Former congressman and current Fox News host Jason Chaffetz said he’s unlikely to run for Senate next year, and instead is leaning toward a future run for governor — although he left open the possibility of running for the seat currently held by Utah Sen. Mitt Romney.

But just because he’s eying the governor’s office doesn’t necessarily mean he plans to challenge current Utah Gov. Spencer Cox, a fellow Republican, in a primary election.

When asked whether he’s thinking about running against Cox, Chaffetz told the Deseret News he hasn’t decided yet.

“Not making any decisions yet on anything,” he said. “Some day, some time I am interested in running for governor. It would be an honor to do so.”

Chaffetz has been floated as a possible Senate candidate in 2024, whether joining the growing list of Republicans who are looking to challenge Romney if he runs again, or jumping in the race if Romney decides against a second term.

But Chaffetz recently told ABC News he is leaning more toward a run for governor than for the Senate, although he left open the possibility of running for the Senate as he sees Romney as vulnerable among conservatives in Utah.

“He’s obviously formidable. He’s the sitting United States senator. He enjoys a good base of support. But it’s still an uphill battle,” Chaffetz said of Romney. “A lot of conservatives have serious question marks.”

Romney has been tight-lipped about a possible 2024 run. He has infrastructure in place if he decides to run — he filed paperwork with the Federal Election Commission so he can fundraise — but has also said he might decide to move on.

“If I feel like I can’t get a lot more done, why then, I wouldn’t — if you will — take the personal burden of being there.

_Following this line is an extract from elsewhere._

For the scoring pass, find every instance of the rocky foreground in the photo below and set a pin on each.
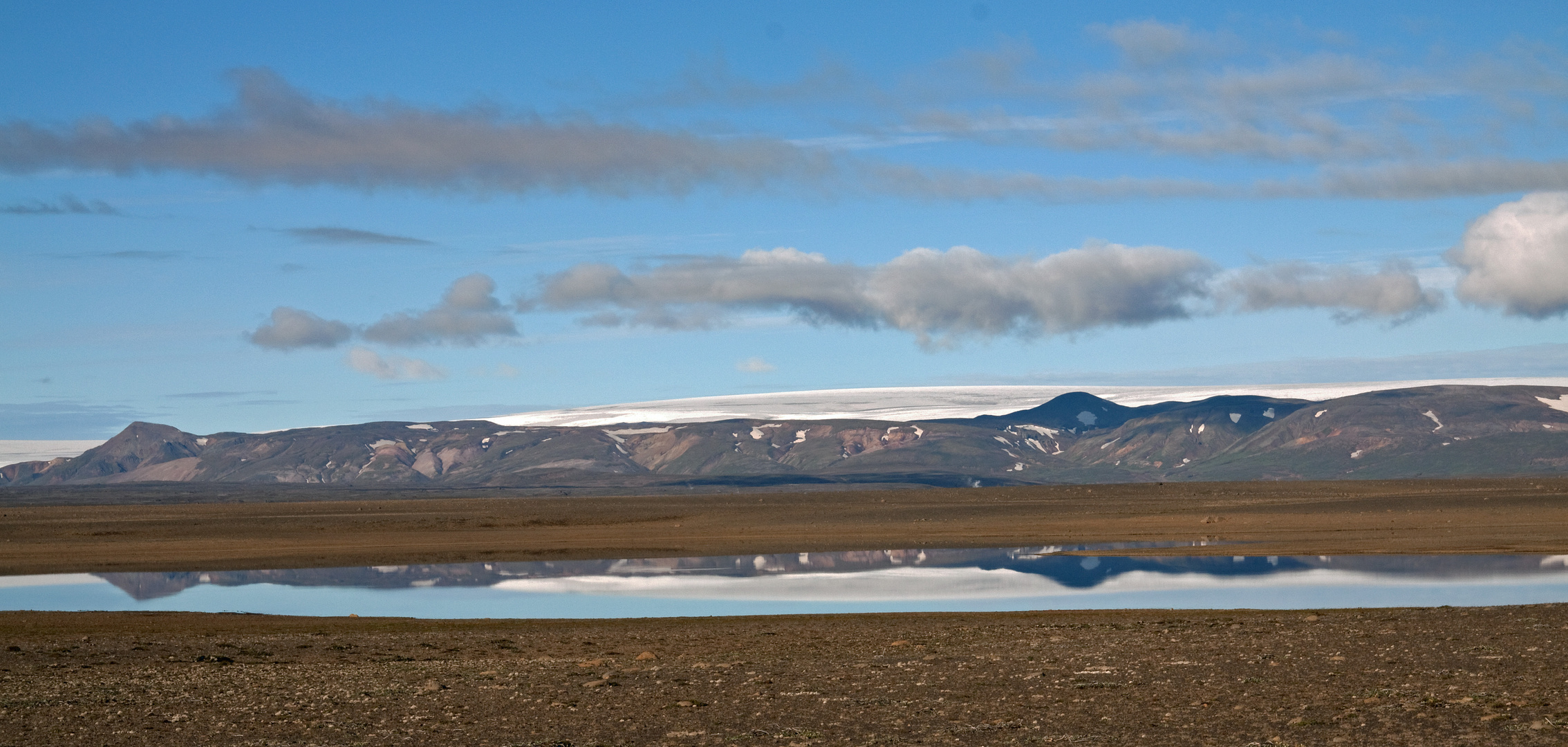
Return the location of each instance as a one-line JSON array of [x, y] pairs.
[[1484, 677]]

Let someone else have a chance,” he told the Deseret News in May.

But a recent Deseret News/Hinckley Institute for Politics poll shows that while Romney receives favorable marks for his job performance overall, he could be vulnerable in a Republican primary.

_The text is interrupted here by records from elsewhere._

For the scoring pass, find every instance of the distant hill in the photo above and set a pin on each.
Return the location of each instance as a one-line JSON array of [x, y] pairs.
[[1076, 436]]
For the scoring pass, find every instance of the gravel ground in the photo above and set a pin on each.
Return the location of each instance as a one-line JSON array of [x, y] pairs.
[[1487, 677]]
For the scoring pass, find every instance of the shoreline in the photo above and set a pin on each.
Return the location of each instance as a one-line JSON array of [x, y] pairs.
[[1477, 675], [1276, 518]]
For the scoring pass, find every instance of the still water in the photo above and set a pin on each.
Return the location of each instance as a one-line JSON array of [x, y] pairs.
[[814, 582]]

A poll conducted in June found that 52% of Utah voters either strongly approved or somewhat approved of Romney’s performance. But when asked whether he should run for reelection, 47% said yes and 51% said no.

Romney has already drawn one primary opponent. Riverton Mayor Trent Staggs announced in May he is running for the seat, whether Romney is in or not, while Utah House Speaker Brad Wilson is still exploring a run.